= Celebret =

Letter that allows a Catholic priest to say Mass

A celebret, in Catholic canon law, is a letter from a bishop or religious superior authorizing a priest to say Mass in a diocese other than his own. The name of the document is taken from the Latin celebret, meaning “may he celebrate”, as it is traditionally the first word of the text therein.
==History==
The Council of Trent (Sess. XXIII, chap. xvi on Reform) lays down the rule that "no cleric who is a stranger shall without letter commendatory from his own ordinary be admitted by any bishop to celebrate the divine mysteries". Ordinarily, permission is not to be given to a priest from another diocese or archdiocese to say Mass without this certificate signed and duly sealed.

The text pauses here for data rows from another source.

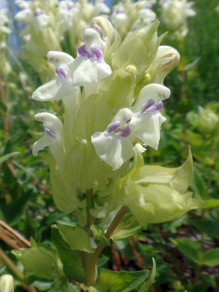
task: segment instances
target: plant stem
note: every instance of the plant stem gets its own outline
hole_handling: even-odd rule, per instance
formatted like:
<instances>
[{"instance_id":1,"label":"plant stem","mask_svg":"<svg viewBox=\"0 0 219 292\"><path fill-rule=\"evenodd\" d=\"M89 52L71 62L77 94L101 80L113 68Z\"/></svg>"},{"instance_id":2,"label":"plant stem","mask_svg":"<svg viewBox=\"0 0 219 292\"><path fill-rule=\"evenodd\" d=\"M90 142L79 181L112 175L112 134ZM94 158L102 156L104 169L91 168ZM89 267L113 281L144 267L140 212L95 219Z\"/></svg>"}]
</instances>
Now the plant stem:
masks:
<instances>
[{"instance_id":1,"label":"plant stem","mask_svg":"<svg viewBox=\"0 0 219 292\"><path fill-rule=\"evenodd\" d=\"M92 231L91 230L91 226L94 223L94 218L90 213L89 210L93 207L93 189L86 190L86 201L87 205L87 232L89 237L92 236Z\"/></svg>"},{"instance_id":2,"label":"plant stem","mask_svg":"<svg viewBox=\"0 0 219 292\"><path fill-rule=\"evenodd\" d=\"M0 75L0 91L1 96L1 101L2 103L5 105L6 105L6 95L4 84L2 80L2 77ZM8 141L10 139L9 133L9 123L8 122L8 113L6 112L5 113L4 117L4 121L5 124L5 140Z\"/></svg>"},{"instance_id":3,"label":"plant stem","mask_svg":"<svg viewBox=\"0 0 219 292\"><path fill-rule=\"evenodd\" d=\"M25 280L24 275L19 270L13 262L11 260L1 248L0 248L0 256L2 259L3 261L10 268L19 279L20 279L22 281L24 281Z\"/></svg>"},{"instance_id":4,"label":"plant stem","mask_svg":"<svg viewBox=\"0 0 219 292\"><path fill-rule=\"evenodd\" d=\"M110 239L116 228L128 211L128 207L126 206L123 206L116 214L106 232L106 237L108 239ZM106 244L101 241L93 254L91 265L90 272L89 274L88 275L87 278L87 284L88 285L93 286L94 285L94 275L96 263L98 257L105 246Z\"/></svg>"}]
</instances>

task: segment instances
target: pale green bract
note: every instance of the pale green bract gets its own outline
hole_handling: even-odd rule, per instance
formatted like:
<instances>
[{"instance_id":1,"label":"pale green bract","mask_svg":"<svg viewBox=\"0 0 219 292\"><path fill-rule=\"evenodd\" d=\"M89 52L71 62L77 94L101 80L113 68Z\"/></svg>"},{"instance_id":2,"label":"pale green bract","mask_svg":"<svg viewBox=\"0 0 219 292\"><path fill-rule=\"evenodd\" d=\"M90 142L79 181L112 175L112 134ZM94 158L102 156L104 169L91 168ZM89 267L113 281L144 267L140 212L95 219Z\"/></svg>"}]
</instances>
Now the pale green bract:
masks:
<instances>
[{"instance_id":1,"label":"pale green bract","mask_svg":"<svg viewBox=\"0 0 219 292\"><path fill-rule=\"evenodd\" d=\"M71 3L60 4L66 30L78 13L77 5ZM45 135L34 143L33 154L49 146L51 154L41 155L49 166L54 201L66 214L77 210L79 226L53 226L57 251L32 241L32 248L13 253L27 277L55 279L57 291L67 277L86 285L90 292L135 289L148 271L102 269L97 274L97 259L105 246L128 238L149 223L178 218L204 202L186 192L193 171L190 152L179 167L144 165L142 154L147 146L157 149L166 120L160 110L170 91L164 79L180 56L175 49L159 46L165 34L158 37L159 21L145 26L146 18L139 16L147 11L135 6L139 13L133 25L138 23L138 27L121 44L109 21L98 17L85 30L85 43L75 59L49 52L57 76L32 96L44 101L61 99L64 104L63 124L51 114L35 115L43 123ZM67 13L64 11L68 8ZM150 279L140 292L147 291L154 280L153 261Z\"/></svg>"},{"instance_id":2,"label":"pale green bract","mask_svg":"<svg viewBox=\"0 0 219 292\"><path fill-rule=\"evenodd\" d=\"M138 159L136 153L134 161ZM185 192L192 171L190 150L187 160L176 168L145 166L136 169L134 165L115 185L113 199L128 206L144 227L149 223L172 221L204 203L192 199L191 192Z\"/></svg>"}]
</instances>

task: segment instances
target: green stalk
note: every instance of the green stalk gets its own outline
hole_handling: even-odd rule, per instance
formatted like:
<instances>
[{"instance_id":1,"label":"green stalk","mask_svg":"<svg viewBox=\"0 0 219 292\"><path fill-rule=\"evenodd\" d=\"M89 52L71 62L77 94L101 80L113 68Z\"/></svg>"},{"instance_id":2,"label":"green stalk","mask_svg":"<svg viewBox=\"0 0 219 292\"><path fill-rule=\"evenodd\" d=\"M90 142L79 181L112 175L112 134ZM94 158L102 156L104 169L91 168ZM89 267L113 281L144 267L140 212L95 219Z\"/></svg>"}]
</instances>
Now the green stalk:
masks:
<instances>
[{"instance_id":1,"label":"green stalk","mask_svg":"<svg viewBox=\"0 0 219 292\"><path fill-rule=\"evenodd\" d=\"M123 206L116 215L116 216L106 232L106 237L108 239L110 239L116 228L128 211L128 207L126 206ZM105 246L106 244L101 241L93 254L93 257L90 266L90 272L87 278L88 285L92 286L94 285L94 276L96 263L98 257Z\"/></svg>"},{"instance_id":2,"label":"green stalk","mask_svg":"<svg viewBox=\"0 0 219 292\"><path fill-rule=\"evenodd\" d=\"M93 207L93 189L86 190L86 201L87 205L87 232L89 237L92 236L92 231L91 230L91 225L94 223L94 217L90 213L89 210Z\"/></svg>"}]
</instances>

The seal is the more important requisite, as it is the safer guarantee against forgery. The celebret itself should be officially recognized by the diocesan authority of the place where a priest may wish to say Mass. One who has his celebret in due form, or who is certainly known to be in good standing in his own diocese, may be allowed to celebrate until he has had sufficient time to comply with this rule. A priest with proper credentials cannot reasonably be prevented from saying Mass, though he will be expected to comply with reasonable restrictions which may be imposed.

In the United States, the Third Plenary Council of Baltimore, as a regulation against collectors of funds for other dioceses or countries, enacted a decree (No. 295) that priests on such a mission should not be allowed to celebrate Mass even once until they had received permission from the ordinary. This rule has generally been enforced in diocesan synods.

The absence of the celebret does not suffice denial of permission to say Mass, if persons worthy of belief bear positive testimony to the good standing of the priest. If the permission is unreasonably refused, the priest may say Mass privately if no scandal is given. Yet, the rectors of churches are not obliged to incur any expenses the celebration may involve. (S.C.C., 15 December 1703).

==Sources==
- Instruction Redemptionis Sacramentum (April 23, 2004), Chapter V, 111.